Forse non è lui che deve essere consolato. A guardare bene, il tontolone Brosio così tonto non lo è stato: grazie alla sua disarmante confessione, lo scherzo ordito dal gatto Bonolis e dalla volpe Parenzo è finito male. Vennero per sputtanare e finirono sputtanati, come recita un celebre proverbio oxfordiano. Alla fine della falsa telefonata, a sprofondare nelle vergogna erano Le Iene, resisi conto di averla fatta grossa. Dunque, tutto bene qual che finisce bene? Mica tanto. Perché non sempre la satira viene per nuocere, ma quella delle Iene di solito sì. Sono bravi a far ridere? Beh, pure i Cristi crocefissi di Charlie son disegnati per far ridere. Allora, bisognerebbe imporre anche nella satira il diritto di reciprocità: una prossima puntata di “Scherzi a parte” potrebbe ospitare un gruppetto di islamici sunniti in preghiera, guidati, in collegamento video audio da Istanbul, da Frank Matano travestito da Gran Muftì della Moschea Blu. Alla fine il finto imam dovrebbe togliersi il turbante e proclamare in arabo: «Rilassatevi, siete su Scherzi a parte». Che dici caro Bonolis, potrebbe funzionare?

Nel caso del finto Bergoglio, a rimetterci è stato Brosio e non astrattamente il Vaticano e la Chiesa cattolica. Ecco il lato sporco e intollerabile della faccenda. Le Iene hanno addentato quel che Brosio ha di più bello e prezioso, la fede, cioè il sentimento della vita e le sue «cose più care». L’altra sera, quegli spiritosi a pagamento hanno scherzato non sul dogma dell’Immacolata concezione, ma sui sentimenti di un uomo, «sull’entusiasmo di un bambino che non deve mai essere raggirato». Certo, tutto quel cinismo comico gli è tornato sui denti come un boomerang e dalla trappola mediatica Brosio è uscito da gigante.
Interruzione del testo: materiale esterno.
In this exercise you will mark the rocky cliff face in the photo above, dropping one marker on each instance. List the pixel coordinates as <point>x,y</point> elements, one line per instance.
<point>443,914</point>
Si fanno chiamare “Iene”, forse perché lo sfottimento altrui gli provoca attacchi di riso imbecille, ma questa volta hanno fatto la figura di spelacchiati sciacalli.

Ogni tanto le loro burlette finiscono male, come quella volta che scherzando scherzando spinsero un poveraccio di prete, a fine carriera e  con vizietto inconfessabile, a buttarsi sotto un treno per la vergogna. Spedirono in confessionale a fare da esca una giovane comparsa con una telecamera nascosta a provocare e a filmare le avances, le toccatine di assaggio, le trattative per l’appuntamento. Poi mandarono in onda il tutto. Oppure quando usarono del dolore dei malati di Sla per montare una campagna contro il ministero della Salute e per il riconoscimento della cura Vanoni. Senza neppure avvertire i telespettatori che erano su Scherzi a parte.